I don’t foresee a situation where I could possibly ever get tired of listening to Frank Zappa’s ‘We’re Only In It For The Money.’
I want to grate it into a fine powder and sprinkle it on my pasta. I want to melt it down and drink it with a crazy straw. I want to take it on a shy bashful date to the movies and then feel it up in the back seat of my car at Make-out Point. It’s one of very, very few albums (Mike Keneally’s Sluggo is one; ‘David Bowie’s Low is another) that gets better and better with each listen. A true musical perpetual motion machine where the only way is up, baby.

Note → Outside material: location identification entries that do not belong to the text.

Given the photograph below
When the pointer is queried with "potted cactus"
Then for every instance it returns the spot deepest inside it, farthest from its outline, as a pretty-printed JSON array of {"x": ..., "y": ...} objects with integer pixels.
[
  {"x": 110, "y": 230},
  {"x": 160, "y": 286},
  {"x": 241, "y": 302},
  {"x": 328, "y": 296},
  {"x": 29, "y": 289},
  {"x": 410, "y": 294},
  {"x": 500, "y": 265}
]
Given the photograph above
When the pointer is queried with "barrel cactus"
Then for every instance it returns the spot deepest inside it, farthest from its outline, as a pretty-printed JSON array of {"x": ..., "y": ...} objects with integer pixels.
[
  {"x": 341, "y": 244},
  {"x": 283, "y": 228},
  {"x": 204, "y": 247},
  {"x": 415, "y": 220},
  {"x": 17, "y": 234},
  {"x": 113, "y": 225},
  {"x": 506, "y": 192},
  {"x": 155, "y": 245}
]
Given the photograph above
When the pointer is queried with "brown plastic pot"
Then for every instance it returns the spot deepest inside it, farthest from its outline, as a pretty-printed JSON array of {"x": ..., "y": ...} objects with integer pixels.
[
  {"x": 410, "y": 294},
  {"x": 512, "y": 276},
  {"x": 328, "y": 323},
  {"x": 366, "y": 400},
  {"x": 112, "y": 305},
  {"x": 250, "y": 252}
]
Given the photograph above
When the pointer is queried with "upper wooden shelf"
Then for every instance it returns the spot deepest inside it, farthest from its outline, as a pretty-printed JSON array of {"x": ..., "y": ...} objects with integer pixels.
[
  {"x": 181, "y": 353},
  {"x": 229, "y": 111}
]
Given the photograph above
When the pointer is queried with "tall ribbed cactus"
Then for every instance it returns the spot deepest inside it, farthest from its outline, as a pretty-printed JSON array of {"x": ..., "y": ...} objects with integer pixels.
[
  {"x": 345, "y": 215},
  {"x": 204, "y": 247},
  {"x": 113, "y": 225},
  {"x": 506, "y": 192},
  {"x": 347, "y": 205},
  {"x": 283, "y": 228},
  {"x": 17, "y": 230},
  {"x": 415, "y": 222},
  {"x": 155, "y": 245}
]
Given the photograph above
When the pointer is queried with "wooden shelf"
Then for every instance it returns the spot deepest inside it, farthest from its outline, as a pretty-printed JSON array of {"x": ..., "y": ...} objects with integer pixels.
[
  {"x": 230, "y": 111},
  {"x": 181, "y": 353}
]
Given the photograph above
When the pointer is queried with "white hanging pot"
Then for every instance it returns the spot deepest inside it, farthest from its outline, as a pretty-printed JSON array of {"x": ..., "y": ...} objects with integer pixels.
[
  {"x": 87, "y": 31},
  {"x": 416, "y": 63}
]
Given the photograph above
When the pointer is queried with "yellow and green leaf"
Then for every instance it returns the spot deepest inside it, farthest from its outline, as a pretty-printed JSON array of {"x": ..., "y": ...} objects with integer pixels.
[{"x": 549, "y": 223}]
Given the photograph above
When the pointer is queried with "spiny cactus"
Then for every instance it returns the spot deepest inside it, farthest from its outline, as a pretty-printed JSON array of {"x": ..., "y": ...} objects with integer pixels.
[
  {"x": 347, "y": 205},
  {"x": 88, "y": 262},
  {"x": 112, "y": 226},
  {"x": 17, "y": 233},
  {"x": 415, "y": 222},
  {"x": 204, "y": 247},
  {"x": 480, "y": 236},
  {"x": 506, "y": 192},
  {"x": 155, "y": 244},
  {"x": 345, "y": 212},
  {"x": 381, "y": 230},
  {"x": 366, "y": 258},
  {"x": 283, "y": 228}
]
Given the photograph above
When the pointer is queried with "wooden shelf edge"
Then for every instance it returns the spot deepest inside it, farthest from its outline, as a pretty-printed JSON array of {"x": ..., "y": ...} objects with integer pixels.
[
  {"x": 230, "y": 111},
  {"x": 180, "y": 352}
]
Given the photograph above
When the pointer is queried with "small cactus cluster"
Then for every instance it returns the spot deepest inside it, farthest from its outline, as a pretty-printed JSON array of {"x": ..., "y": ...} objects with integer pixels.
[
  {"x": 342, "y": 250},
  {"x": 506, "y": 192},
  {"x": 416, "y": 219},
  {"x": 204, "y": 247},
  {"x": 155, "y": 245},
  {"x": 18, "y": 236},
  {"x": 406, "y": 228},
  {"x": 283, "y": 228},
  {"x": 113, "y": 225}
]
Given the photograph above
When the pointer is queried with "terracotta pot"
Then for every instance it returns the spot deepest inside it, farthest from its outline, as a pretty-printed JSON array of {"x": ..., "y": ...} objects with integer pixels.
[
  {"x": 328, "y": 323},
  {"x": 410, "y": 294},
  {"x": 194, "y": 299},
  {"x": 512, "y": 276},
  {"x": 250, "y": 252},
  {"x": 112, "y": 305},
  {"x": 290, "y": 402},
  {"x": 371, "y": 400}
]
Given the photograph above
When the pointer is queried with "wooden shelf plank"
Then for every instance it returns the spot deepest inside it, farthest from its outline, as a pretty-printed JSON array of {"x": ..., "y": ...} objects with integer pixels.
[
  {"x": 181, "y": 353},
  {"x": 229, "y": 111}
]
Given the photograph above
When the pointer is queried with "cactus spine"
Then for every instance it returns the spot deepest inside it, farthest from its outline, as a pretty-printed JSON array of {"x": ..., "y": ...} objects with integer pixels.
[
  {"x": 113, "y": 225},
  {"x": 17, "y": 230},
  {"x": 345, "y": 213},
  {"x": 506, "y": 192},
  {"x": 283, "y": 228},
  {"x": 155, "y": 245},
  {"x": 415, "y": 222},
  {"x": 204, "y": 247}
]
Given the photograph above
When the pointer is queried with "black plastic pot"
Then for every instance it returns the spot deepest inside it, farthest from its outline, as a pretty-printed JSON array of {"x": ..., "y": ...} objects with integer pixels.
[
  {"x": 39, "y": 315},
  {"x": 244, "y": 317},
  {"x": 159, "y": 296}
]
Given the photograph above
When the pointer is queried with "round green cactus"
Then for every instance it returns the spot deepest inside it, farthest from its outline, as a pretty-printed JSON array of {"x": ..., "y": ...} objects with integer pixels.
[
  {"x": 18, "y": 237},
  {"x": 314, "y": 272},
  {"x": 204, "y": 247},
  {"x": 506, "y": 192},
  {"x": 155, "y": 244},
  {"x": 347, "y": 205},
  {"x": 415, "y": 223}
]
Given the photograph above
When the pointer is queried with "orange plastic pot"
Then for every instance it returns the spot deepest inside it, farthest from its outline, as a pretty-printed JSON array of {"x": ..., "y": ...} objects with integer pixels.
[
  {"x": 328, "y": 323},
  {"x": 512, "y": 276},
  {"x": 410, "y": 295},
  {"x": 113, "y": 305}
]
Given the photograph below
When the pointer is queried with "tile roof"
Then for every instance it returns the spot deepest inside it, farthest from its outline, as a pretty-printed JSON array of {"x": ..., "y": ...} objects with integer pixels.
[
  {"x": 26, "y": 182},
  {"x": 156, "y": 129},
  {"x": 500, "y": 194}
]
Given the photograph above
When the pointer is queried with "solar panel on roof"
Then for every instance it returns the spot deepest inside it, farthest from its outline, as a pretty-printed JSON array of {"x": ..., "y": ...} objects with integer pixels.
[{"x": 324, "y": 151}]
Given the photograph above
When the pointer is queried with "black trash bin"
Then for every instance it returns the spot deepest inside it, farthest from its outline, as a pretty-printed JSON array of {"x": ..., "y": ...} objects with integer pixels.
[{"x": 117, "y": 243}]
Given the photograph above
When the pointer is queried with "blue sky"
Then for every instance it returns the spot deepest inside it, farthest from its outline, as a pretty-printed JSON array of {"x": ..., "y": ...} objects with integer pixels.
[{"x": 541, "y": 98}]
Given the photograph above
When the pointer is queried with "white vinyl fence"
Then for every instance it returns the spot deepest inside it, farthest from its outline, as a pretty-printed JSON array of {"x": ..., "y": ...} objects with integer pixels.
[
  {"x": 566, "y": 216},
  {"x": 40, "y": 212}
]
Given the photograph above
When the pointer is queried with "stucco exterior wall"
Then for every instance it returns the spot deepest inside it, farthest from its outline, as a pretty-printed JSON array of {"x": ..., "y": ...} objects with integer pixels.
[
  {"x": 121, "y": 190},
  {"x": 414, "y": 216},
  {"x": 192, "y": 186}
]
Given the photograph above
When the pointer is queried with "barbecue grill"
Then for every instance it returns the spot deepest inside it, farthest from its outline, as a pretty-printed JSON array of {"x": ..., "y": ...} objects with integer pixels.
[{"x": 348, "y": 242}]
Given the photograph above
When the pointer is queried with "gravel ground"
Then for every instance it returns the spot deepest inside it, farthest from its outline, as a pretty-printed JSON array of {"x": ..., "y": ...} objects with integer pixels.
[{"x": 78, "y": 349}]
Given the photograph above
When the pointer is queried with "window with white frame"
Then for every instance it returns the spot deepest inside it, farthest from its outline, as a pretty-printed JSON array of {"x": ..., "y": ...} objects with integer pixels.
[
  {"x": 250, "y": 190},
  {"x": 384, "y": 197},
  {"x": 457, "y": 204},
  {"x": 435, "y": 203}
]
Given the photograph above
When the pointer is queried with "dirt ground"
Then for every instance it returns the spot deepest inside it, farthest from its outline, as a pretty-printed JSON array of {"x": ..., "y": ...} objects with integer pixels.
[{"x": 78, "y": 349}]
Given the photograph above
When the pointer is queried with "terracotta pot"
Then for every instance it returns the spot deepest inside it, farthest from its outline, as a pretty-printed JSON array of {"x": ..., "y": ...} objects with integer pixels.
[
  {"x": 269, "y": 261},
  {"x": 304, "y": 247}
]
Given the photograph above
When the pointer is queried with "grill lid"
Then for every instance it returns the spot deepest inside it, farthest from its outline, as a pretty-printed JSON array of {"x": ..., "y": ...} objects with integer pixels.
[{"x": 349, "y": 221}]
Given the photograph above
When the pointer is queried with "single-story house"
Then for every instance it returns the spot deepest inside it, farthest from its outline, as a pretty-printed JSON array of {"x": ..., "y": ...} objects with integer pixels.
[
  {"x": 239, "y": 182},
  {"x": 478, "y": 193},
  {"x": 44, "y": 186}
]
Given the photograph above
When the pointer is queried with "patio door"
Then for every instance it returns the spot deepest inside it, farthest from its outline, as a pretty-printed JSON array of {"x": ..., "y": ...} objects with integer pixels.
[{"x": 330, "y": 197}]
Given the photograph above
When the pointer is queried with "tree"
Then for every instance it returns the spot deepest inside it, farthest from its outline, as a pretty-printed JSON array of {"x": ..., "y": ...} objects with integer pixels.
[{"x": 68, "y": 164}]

If you haven’t heard this album yet, it’s a satire on the Summer of Love, and it’s merciless in its critiques of hippies, squares, cops, parents, musicians (Donovan gets a particular ribbing), and even Frank Zappa fans. What Frank seems to be saying with this album is ‘there’s a whole lot of stupid out there. And you’re a part of it. And you’re a part of it. And you… man, you’re a big part of it.’ Musically it’s progressive, sentimental, outrageous, precise, messy, overproduced, underproduced, and beautiful. Listen to Let’s Make The Water Turn Black for a glimpse of some local freaks back in Frank’s teen years. Check out Who Needs The Peace Corps for a sharp kick in the balls of the hippie movement (‘I will ask the Chamber of Commerce how to get to Haight Street, and smoke an awful lot of dope’). What’s The Ugliest Part Of Your Body includes one of my favourite musical interludes ever (the ‘all your children are poor unfortunate victims’ bit – man, that’s everything I want out of melody, harmony and rhythm right there). And Absolutely Free scores perhaps one of the biggest laughs of Zappa’s long history of making me laugh when, during what feels like an ultra-authentic rendition of flower power-era musical and vocal idioms (ie: the aforementioned Donovan pisstake), a little voice blatantly and flatly states ‘Flower power sucks.’ It’s one of my all time coffee-spit moments and it makes me chuckle a little louder than I probably should whenever I happen to recall it at an inopportune moment like being on public transport or in line at the bank.
There are probably easier Zappa albums to start on, like Apostrophe or Over-Nite Sensation or even Roxy & Elsewhere or Zappa In New York, but if you’re of the disposition to dig this sorta stuff, it’s absolutely essential.